Passionnée de pédagogie, ce parcours personnel lui fera choisir un cadre de travail sortant des sentiers battus de l'enseignement musical, l' Ecole Nationale de Musique du Blanc-Mesnil, dont beaucoup de conceptions novatrices initiées par son directeur Fernand Vandenbogaerde sont aujourd'hui reprises au plan national, et où elle dirigera entre autres, un atelier pédagogique de violon contemporain dans le cadre de la formation professionnelle. Elle
approfondira ses conceptions sur la pédagogie de groupe à l'Ecole Nationale de Musique de Chartres puis à l'Ecole Nationale de Musique d’ Evreux.
La première partie de sa vie artistique sera marquée par un grand engagement dans la musique contemporaine, notamment comme membre de l'ensemble "Kaleidocollage", sextuor constitué autour du "Pierrot Lunaire", et qui, durant plus de 10 ans, a multiplié les créations d'oeuvres en Europe, au Canada et aux U.S.A ,et aussi comme membre de l'Ensemble instrumental du Blanc-Mesnil, par exemple comme violon solo lors des importantes journées consacrées à Sylvano Bussotti, Iannis Xenakis, Giacinto Scelsi (avec le poème lyrique "Anahit" pour violon et orchestre),à Luciano Berio (avec la "Sequenza VIII"), et dans des créations de Gérard Tamestit.

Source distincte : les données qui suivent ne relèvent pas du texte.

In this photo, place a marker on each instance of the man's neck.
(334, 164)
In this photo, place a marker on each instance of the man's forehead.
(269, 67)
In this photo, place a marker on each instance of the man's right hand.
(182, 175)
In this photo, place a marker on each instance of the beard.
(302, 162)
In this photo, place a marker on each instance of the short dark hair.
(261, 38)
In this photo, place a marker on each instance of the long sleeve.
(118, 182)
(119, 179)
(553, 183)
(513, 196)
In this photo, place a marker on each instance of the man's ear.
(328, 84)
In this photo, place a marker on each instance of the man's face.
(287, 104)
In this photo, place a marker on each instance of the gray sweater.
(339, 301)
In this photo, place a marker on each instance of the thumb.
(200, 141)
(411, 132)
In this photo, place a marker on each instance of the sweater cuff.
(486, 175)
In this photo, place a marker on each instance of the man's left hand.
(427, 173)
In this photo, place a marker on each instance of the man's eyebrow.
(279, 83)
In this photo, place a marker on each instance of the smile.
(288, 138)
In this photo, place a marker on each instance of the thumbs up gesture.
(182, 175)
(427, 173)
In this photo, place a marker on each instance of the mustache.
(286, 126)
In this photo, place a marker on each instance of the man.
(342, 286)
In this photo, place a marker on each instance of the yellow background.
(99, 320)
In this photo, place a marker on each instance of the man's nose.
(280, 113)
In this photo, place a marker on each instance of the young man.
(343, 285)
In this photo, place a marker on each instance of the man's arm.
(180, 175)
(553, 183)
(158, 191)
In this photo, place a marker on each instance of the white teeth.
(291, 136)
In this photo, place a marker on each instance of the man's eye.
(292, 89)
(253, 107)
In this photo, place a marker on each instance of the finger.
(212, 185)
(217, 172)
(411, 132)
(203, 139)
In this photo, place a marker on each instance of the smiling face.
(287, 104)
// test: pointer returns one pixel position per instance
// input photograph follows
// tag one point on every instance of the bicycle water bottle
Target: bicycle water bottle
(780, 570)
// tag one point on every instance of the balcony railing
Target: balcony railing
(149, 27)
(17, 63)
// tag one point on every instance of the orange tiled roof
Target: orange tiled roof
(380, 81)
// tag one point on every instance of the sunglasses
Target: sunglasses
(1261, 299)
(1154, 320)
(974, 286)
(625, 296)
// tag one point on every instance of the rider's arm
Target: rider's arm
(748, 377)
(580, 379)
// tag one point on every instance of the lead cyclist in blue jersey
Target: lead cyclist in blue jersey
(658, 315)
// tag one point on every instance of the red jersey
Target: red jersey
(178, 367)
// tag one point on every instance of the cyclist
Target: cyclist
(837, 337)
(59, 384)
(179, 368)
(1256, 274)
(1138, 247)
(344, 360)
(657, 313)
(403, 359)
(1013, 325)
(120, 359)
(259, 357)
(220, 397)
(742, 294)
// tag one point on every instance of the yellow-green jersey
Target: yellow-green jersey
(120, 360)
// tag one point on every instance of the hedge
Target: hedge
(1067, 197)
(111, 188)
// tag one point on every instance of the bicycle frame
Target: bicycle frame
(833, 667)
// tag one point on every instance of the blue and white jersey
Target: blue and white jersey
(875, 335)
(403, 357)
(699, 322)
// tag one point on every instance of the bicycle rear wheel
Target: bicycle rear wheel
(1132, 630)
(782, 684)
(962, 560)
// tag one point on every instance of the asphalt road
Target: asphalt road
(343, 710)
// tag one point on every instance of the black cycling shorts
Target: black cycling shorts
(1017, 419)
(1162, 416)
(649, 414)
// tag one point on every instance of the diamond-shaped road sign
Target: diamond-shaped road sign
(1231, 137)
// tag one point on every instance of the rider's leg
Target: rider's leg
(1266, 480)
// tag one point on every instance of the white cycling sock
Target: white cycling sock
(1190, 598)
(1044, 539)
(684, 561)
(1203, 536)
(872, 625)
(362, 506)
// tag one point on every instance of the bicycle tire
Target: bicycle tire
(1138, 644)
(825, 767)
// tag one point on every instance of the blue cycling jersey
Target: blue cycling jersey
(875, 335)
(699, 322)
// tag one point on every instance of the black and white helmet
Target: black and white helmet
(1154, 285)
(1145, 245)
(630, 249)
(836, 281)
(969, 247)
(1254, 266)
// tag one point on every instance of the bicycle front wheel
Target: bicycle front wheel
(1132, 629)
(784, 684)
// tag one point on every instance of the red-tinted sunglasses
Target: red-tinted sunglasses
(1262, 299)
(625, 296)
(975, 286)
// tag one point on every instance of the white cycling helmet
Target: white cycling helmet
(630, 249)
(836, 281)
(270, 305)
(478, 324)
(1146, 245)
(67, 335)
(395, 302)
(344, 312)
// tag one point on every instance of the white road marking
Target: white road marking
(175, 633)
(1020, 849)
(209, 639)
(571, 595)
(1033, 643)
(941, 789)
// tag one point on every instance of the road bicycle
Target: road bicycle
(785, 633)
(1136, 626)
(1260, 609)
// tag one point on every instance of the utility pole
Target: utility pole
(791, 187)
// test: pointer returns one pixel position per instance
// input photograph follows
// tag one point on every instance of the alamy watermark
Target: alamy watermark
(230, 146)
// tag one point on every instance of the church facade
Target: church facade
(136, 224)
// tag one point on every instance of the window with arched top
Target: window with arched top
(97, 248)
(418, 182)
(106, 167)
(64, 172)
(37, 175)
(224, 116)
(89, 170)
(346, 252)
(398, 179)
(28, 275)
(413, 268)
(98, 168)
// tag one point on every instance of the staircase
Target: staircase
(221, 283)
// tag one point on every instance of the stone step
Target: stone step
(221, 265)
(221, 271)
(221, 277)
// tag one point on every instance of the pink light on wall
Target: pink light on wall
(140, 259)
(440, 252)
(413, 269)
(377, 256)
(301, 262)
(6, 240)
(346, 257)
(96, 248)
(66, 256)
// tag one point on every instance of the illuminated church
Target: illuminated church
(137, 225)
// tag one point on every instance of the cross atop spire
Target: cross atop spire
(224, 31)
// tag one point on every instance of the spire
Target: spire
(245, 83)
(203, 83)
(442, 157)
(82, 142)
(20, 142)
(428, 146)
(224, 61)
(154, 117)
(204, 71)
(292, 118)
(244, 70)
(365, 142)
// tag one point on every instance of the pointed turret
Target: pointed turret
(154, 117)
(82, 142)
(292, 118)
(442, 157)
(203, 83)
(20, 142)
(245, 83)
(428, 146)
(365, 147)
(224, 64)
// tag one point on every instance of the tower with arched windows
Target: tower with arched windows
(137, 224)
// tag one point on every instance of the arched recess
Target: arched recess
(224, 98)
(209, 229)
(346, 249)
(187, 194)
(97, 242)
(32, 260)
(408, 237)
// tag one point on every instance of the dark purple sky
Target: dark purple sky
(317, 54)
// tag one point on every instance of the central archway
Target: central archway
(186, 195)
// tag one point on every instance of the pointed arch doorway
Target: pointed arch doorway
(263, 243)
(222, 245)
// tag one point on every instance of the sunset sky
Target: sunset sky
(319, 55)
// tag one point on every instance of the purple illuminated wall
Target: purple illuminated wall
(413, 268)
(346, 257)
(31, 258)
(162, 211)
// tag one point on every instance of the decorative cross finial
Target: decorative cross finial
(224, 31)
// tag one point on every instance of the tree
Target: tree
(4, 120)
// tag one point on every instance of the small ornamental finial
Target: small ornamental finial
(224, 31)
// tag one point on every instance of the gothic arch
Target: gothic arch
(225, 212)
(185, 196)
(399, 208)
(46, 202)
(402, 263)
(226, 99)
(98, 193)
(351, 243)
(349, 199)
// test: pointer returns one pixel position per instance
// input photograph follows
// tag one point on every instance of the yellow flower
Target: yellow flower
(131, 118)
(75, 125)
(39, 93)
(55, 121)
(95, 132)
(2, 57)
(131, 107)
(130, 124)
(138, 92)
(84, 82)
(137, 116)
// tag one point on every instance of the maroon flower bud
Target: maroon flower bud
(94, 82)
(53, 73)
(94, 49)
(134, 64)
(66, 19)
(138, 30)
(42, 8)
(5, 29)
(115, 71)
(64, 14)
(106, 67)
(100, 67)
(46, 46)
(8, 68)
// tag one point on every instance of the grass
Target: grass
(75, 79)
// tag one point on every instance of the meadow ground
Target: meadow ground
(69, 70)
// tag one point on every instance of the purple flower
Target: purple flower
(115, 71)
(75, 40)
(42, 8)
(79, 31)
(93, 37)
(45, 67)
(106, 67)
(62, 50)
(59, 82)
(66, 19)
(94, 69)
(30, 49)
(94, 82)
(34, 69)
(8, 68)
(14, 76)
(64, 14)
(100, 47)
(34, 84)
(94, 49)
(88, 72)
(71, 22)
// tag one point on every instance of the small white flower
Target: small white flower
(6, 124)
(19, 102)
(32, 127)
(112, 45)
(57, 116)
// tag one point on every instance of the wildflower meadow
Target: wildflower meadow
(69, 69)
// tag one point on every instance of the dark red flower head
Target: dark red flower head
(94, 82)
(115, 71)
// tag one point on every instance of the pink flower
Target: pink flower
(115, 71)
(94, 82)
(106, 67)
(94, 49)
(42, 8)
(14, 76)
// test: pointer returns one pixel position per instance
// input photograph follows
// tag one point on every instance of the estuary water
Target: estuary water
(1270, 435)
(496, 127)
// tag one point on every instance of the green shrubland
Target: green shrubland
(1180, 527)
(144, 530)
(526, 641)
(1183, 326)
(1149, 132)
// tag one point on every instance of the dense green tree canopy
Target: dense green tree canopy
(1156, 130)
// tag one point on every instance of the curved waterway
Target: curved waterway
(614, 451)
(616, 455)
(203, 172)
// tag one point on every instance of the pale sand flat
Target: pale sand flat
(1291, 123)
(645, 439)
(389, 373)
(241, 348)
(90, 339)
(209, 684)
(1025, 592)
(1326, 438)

Son intérêt pour les instruments anciens, sa rencontre avec Antoine Geoffroy-Dechaume l'amèneront à faire partie de la "Chapelle Royale" puis de l'"Orchestre des Champs Elysées" sous la direction de Philippe Herreweghe.
Son duo avec le fortepianiste Pierre Bouyer date de 1983 et s'est prolongé par la création en 1994, de "la Compagnie du Pianoforte", ensemble à géométrie variable sur instruments anciens.